I recorded this episode in the middle of a full, emotional, end-of-year season. The kind where you want to soak up every moment with your kids, make the holidays meaningful, and still somehow hold it all together… while feeling stretched, tired, and not quite like yourself.
And that’s exactly why I wanted to talk about weakness.
Because what we usually call weakness isn’t failure. It isn’t a character flaw. And it doesn’t mean something is wrong with you as a parent or a human.
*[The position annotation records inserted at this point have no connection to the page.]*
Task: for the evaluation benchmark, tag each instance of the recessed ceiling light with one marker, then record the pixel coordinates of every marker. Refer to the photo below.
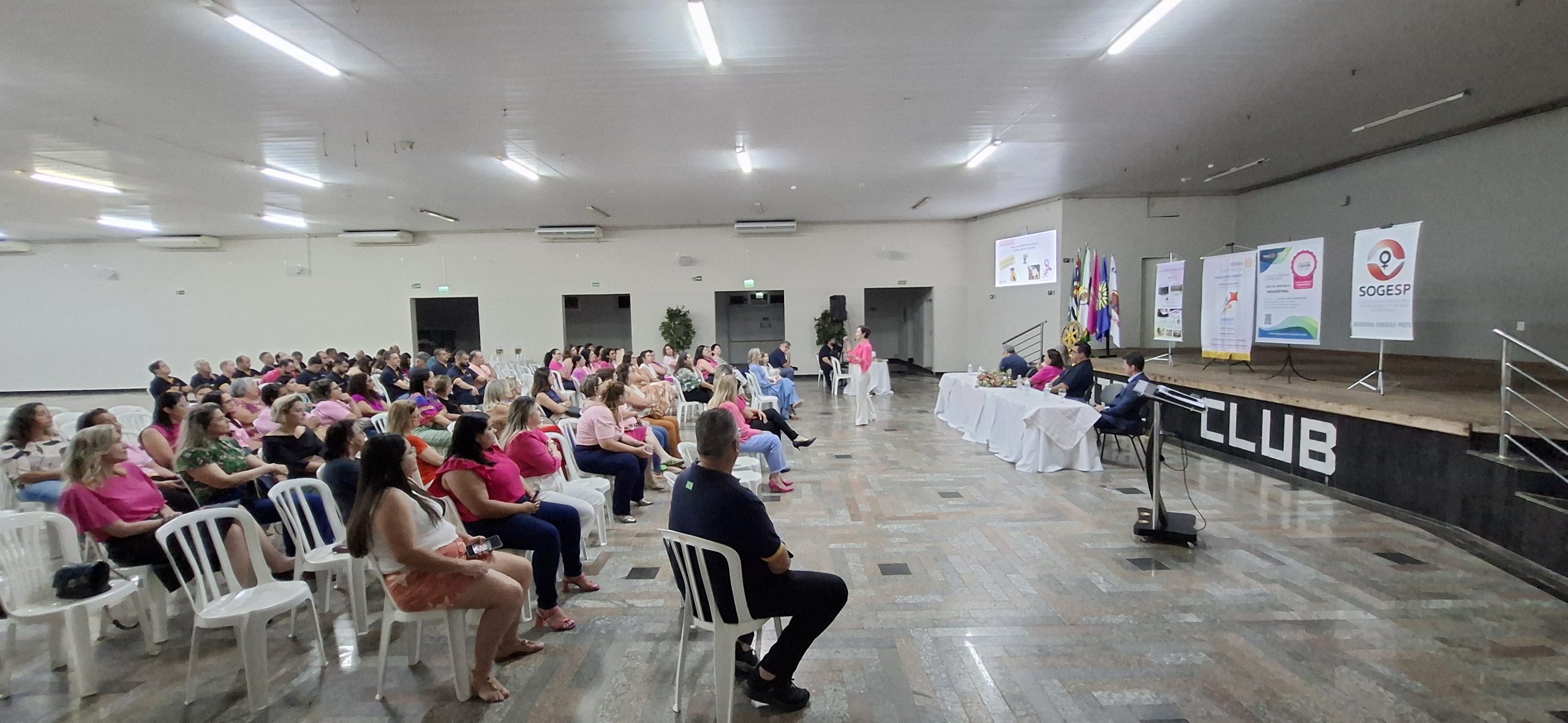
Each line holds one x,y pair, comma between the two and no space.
519,168
127,223
985,153
1142,26
85,186
284,220
272,40
704,32
290,178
Most of the time, it simply means the demand of the moment exceeds your current capacity.
In this episode, I walk you through how I’ve learned to understand weakness differently and what actually helps when it shows up, especially during high-demand seasons like the holidays.
In this episode, I share:
- Why weakness tends to surface when life gets full, loud, and emotional
- The reframe that changed everything for me: weakness is about capacity, not character
- How shame turns moments of weakness into yelling, spiraling, shutting down, or control
- The four ways I see parents (and myself) respond to weakness:
- Projecting it onto our kids
- Attacking ourselves with “I should be better”
- Trying to overpower it with willpower
- Hiding it and calling it “fine”
- Why self-attack does not create strength and what it actually does to your nervous system
- How truth and honesty stabilize your body and open the door to growth
- What I do now when I realize my capacity is lower than the moment requires
- Why repair matters more than perfection and what really builds resilience in kids
The shift I’m inviting you into:
Instead of asking yourself, What’s wrong with me?
Try asking, What support do I need right now?
Because capacity can be rebuilt. Regulation can return. And when weakness is met with compassion instead of shame, it often becomes the place where connection deepens and growth begins.
What I encourage you to practice this week:
- Stop running from weakness and get honest about what’s happening
- Replace criticism with curiosity
- Lead with compassion first because safety is what allows change
- Decide what actually needs support, not what needs to be fixed
- Let go of performance and focus on repair and honesty instead
A question to sit with:
Where do you notice weakness showing up for you right now?
And what might you need to adjust or ask for so you can show up with more kindness instead of more pressure?
You don’t need to be strong all the time to be a great parent. You just need to stay honest, keep noticing, and be willing to repair.